Aber das „Rheingold“ ist nicht nur Castorf, und das ist ein Glück. Denn dass Castorfs Deutung so schlüssig wirkt, liegt auch an Kirill Petrenko am Pult.

Petrenko hat aus der „Rheingold“-Musik die Farbe herausgedreht. Da ist kein Schwelgen, kein Zurücklehnen, diese Musik ruht nicht in sich selbst. An diesem Abend klingt das „Rheingold“ bitter. Die Kanten der Musik sind schärfer, die Bläser blitzen grell heraus. Was da aus dem Graben heraufklingt, ist keine schöne Musik. Es ist hochspannendes Musikdrama. Musik mit Schatten, mit Gräben.

Wie schon beim „Holländer“ sind die Sänger ausnahmslos glänzend besetzt: Wolfgang Koch passt als Wotan ideal zu dieser Deutung: denn ein prächtiger, strahlender Gott ist er auch stimmlich nicht. Es steckt viel Dunkelheit, viel Alberich in diesem Wotan, und diese Verbindung beherrscht Koch bei seinem Rollendebüt fabelhaft. Den Alberich gab Martin Winkler, Mime war Burkhard Ulrich, der Loge Norbert Ernst.
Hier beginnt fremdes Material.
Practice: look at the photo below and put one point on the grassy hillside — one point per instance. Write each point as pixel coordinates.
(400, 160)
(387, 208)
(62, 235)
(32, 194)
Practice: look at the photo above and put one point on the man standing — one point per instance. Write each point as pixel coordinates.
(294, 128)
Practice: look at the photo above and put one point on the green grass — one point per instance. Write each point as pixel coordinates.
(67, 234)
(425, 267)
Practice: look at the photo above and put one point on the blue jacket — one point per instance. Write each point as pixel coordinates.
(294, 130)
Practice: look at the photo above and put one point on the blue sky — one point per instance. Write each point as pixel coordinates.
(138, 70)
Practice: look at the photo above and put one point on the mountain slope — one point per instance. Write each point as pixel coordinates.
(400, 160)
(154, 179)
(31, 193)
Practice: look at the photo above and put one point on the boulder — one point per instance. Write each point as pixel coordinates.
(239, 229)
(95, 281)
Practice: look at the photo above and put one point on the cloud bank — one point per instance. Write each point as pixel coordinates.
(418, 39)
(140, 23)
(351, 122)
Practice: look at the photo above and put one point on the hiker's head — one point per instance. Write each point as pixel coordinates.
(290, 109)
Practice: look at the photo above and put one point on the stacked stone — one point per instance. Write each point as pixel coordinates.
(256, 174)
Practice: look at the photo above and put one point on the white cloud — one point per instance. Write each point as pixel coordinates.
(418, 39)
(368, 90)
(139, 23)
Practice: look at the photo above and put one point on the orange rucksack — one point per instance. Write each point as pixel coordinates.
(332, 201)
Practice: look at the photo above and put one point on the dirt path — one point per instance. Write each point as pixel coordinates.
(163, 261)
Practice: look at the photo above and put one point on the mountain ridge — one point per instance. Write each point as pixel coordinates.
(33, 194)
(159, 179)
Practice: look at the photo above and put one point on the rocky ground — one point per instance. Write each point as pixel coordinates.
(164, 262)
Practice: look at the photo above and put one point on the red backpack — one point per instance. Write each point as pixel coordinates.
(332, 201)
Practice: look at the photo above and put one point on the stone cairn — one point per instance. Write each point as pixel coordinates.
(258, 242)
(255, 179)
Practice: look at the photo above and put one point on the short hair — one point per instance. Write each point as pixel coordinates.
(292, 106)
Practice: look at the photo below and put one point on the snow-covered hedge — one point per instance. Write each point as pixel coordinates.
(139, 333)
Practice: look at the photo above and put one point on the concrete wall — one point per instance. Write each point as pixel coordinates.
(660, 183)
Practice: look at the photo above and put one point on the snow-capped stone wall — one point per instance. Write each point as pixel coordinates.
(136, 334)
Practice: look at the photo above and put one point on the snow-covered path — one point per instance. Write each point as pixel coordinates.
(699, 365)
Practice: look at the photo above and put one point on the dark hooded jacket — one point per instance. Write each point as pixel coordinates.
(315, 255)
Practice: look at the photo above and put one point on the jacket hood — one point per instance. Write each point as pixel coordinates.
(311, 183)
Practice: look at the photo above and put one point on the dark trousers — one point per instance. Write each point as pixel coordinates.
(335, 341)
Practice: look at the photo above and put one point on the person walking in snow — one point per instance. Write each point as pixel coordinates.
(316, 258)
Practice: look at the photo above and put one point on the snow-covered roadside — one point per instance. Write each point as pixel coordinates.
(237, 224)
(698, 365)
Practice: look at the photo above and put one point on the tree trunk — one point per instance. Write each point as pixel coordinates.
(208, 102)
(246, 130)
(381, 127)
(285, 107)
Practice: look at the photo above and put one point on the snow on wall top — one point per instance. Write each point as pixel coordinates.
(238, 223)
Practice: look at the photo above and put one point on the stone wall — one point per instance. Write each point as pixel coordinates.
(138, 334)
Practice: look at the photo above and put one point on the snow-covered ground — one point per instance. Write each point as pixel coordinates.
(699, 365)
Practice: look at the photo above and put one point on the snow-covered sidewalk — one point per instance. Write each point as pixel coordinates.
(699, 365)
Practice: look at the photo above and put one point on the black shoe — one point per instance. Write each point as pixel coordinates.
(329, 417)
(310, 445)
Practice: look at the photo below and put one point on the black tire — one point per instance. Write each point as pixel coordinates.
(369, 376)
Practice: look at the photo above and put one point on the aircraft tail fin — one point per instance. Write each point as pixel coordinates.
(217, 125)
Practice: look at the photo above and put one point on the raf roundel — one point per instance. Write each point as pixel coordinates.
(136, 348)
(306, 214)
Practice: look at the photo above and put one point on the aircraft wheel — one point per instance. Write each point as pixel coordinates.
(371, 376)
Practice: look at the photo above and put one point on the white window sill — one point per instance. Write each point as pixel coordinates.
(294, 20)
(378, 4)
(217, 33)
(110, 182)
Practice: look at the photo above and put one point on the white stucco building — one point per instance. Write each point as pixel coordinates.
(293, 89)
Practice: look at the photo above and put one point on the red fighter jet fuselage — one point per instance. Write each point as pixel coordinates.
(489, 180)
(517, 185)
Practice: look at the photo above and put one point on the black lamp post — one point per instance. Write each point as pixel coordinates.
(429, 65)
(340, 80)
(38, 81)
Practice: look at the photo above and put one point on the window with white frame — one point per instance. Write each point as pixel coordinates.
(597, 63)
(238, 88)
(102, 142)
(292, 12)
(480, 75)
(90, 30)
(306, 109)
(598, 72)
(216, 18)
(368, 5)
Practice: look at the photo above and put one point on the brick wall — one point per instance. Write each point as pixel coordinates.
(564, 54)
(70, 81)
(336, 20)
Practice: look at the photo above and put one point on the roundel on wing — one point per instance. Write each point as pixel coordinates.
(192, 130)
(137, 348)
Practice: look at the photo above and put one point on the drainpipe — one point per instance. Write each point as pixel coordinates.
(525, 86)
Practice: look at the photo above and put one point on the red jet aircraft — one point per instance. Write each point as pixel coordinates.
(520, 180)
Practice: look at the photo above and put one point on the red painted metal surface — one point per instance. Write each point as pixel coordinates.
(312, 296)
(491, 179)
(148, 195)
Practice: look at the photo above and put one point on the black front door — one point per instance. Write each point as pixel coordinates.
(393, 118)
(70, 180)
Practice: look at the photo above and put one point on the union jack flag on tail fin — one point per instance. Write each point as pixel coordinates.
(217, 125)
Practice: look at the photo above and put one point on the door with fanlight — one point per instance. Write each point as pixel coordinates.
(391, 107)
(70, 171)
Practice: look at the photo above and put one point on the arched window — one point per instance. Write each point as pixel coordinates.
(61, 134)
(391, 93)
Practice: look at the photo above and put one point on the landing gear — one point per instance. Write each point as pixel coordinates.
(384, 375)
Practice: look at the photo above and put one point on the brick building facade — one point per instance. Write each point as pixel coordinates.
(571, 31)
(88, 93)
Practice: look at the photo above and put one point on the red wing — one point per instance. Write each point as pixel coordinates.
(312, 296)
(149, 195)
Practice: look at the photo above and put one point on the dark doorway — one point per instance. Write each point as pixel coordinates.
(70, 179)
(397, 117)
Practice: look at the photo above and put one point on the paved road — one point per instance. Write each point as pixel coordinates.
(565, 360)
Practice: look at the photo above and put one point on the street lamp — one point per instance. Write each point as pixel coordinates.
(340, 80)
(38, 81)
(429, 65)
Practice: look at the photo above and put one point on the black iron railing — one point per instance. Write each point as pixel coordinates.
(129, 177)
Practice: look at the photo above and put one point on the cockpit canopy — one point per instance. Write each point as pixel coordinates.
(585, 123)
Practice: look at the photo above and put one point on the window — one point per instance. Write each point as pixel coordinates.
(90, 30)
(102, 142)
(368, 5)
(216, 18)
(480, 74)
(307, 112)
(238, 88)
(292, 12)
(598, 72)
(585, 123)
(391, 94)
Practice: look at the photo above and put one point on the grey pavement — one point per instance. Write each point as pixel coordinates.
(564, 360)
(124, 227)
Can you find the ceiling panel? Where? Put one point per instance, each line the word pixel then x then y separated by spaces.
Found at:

Fasolt und Fafner sangen – fabelhaft – Günther Groissböck und Sorin Coliban.

Der Applaus für die Sänger war einhellig und lang, Claudia Mahnke als Fricka, Elisabet Strid als Freia und Mirella Hagen, Julia Rutigliano und Okka von der Damerau als Rheintöchter harmonierten glänzend und wurden lautstark gefeiert.
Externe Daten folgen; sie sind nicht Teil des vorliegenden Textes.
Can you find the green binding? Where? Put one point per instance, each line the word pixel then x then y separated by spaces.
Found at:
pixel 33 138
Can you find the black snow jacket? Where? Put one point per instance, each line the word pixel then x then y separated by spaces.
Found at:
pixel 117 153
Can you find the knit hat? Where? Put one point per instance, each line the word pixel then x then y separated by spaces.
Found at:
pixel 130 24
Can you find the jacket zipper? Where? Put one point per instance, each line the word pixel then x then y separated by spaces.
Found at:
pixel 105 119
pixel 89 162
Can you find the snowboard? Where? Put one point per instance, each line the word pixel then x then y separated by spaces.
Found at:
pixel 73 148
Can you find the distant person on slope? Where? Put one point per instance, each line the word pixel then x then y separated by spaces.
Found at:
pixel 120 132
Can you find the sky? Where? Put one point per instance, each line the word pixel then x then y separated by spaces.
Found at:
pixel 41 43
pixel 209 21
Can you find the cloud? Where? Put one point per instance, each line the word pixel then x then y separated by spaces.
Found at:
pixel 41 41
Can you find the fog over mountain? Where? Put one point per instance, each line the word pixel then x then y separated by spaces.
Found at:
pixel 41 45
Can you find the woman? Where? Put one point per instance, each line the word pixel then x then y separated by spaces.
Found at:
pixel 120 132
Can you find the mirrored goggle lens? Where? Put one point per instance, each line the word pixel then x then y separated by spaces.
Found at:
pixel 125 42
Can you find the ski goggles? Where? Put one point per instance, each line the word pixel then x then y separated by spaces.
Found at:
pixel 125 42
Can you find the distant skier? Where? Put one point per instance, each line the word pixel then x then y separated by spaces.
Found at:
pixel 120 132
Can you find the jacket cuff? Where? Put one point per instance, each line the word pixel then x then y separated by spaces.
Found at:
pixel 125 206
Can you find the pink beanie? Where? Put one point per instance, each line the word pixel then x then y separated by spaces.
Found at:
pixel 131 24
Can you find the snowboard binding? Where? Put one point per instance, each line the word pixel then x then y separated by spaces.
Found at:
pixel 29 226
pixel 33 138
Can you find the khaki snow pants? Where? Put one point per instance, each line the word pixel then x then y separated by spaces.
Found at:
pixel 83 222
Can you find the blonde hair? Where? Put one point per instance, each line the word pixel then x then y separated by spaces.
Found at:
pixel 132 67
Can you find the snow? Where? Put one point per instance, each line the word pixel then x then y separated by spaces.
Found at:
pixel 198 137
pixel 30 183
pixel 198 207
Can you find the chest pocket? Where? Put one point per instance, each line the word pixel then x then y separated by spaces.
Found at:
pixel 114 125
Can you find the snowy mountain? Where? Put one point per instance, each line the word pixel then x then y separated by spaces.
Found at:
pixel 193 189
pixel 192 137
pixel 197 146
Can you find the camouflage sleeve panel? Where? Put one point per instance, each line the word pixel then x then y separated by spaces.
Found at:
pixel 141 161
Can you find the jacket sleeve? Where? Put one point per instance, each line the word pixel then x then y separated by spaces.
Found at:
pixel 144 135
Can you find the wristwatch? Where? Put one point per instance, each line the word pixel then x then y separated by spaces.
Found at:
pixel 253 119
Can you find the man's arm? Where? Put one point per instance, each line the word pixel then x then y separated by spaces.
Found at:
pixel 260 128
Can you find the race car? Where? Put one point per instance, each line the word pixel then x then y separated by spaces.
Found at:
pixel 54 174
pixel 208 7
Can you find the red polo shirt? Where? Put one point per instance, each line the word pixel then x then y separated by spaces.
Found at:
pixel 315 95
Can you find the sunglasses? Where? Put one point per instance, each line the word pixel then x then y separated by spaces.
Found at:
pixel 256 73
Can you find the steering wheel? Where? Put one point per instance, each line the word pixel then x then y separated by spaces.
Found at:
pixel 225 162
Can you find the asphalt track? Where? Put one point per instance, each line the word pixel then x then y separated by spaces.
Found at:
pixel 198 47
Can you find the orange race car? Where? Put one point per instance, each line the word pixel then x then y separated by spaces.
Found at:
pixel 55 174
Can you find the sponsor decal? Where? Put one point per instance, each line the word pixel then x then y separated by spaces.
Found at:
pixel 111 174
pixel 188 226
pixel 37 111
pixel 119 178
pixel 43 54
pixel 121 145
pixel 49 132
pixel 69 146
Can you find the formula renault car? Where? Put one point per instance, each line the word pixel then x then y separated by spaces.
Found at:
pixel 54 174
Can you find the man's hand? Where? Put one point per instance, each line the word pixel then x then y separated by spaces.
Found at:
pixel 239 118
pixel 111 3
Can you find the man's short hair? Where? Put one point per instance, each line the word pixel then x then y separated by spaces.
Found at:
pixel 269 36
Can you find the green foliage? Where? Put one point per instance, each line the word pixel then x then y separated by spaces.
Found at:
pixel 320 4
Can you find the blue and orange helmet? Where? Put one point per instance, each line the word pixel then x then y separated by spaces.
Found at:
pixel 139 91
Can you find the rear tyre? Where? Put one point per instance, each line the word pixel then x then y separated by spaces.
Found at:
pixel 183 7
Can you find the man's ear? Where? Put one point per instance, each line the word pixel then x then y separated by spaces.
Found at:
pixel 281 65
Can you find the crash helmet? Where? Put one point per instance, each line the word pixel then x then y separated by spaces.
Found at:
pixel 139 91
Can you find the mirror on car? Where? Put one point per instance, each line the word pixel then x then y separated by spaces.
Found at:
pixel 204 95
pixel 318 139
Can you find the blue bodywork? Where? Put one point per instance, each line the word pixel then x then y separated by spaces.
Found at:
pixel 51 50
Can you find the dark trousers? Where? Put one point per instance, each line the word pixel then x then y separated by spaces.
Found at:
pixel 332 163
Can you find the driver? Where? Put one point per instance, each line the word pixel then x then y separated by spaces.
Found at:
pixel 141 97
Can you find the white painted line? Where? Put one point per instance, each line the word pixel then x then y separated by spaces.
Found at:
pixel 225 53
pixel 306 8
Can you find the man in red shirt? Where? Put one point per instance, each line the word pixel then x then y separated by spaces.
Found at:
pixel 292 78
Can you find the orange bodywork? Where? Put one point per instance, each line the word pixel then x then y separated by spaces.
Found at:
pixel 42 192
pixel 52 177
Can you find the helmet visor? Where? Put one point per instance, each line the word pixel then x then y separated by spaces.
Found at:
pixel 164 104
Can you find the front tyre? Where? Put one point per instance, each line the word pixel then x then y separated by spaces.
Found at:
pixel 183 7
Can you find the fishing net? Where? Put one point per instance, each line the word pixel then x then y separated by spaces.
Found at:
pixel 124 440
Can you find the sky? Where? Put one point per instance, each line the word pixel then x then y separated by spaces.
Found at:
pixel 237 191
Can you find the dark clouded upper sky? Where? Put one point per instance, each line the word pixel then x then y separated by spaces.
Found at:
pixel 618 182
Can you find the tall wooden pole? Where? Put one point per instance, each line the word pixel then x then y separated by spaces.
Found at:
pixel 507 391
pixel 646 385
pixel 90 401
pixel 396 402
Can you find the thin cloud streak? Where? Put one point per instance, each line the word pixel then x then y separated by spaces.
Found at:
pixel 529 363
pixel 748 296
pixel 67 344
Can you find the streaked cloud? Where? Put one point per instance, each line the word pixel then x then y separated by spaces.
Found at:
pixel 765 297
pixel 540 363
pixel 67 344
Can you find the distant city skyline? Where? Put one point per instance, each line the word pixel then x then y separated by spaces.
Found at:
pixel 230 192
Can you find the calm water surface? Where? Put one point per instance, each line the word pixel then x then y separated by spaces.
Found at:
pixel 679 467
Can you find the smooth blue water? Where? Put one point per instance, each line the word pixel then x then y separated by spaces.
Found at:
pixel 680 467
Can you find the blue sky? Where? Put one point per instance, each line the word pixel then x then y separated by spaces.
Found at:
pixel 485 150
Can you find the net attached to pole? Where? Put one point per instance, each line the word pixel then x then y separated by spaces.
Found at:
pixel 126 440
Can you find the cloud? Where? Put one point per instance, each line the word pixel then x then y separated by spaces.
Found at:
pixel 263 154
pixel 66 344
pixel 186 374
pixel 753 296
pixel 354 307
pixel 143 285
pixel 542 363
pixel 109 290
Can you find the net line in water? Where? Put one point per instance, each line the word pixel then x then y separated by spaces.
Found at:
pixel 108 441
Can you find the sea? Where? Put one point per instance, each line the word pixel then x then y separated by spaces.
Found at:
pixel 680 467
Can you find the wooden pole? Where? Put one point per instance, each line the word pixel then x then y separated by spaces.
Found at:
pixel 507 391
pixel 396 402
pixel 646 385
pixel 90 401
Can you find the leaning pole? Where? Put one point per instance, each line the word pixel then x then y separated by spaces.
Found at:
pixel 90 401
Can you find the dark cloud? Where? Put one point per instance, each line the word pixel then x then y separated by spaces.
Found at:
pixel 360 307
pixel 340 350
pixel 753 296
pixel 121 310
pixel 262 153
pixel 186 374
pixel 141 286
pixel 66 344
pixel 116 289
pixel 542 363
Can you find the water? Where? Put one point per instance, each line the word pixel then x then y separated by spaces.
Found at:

Und natürlich stellt Castorf mit diesem „Rheingold“ die Grundsatzfrage, die die Festspiele mit Blick auf das Publikum – zur Zeit vor der Brust hat, die Frage nach dem künstlerischen Kurs. Worum soll es gehen auf dieser Bühne? Um die Gegenwart, die Zukunft oder die Ewigkeit?

Die Ewigkeit scheint Castorf jedenfalls reichlich egal zu sein.